March 16, 2009 — A forthcoming release of dropout rates from Virginia's public schools, to be issued this month by the Department of Education, will likely raise questions, according to researchers from the University of Virginia's Weldon Cooper Center for Public Service demographics and workforce group.

The new way of calculating the dropout rate, when compared with results of the prior approach, will make the rate appear more than four times higher in 2008 than in years past. However, that is not the case, explains U.Va. demographer Michael Spar.

Spar has written a paper, "Counting Virginia's High School Dropouts: Understanding the New Methods & the Bigger Numbers," published by the Cooper Center this month, to explain the differences in results and the reasons for changing the methods.

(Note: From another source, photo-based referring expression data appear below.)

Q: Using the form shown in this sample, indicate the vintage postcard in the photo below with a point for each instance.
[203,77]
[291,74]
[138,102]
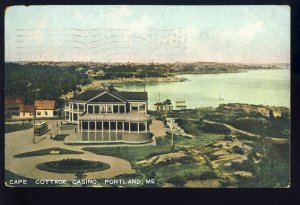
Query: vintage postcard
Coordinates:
[147,96]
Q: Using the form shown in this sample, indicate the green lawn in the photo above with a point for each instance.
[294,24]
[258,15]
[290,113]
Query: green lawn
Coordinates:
[199,141]
[73,166]
[47,152]
[60,137]
[181,172]
[17,127]
[131,153]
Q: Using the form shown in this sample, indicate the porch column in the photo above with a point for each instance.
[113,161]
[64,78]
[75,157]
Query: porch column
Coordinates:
[78,127]
[109,129]
[69,112]
[102,131]
[95,131]
[129,127]
[88,130]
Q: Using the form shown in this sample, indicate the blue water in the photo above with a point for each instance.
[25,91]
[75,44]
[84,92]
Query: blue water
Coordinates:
[267,87]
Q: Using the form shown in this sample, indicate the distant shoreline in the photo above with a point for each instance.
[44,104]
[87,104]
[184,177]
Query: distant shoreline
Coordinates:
[175,78]
[100,83]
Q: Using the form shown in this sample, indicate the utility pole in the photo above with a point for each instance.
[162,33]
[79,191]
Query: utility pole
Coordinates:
[33,131]
[172,132]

"By using this new method, the Virginia Department of Education will be reporting dropout statistics in a way that makes sense to most people — that is, they will answer the question: 'How many students who entered high school in 2004 graduated in 2008?'" Spar said. "The new method also matches those used for calculating the other side of the coin, cohort high school graduation rates, which VDOE released last fall."

The previous method for calculating rates, the single-year method, reported the number of dropouts in one year among the students enrolled in all four high school grades. The cohort method, in contrast, follows one class of students for the four years they are in high school and reports how many drop out (and do not return) over those four years.

Both methods report data accurately, but they report different aspects of the dropout scenario, Spar said, adding that all states now use cohort methods to calculate on-time graduation rates. Using the same method to calculate dropout rates makes the data comparable.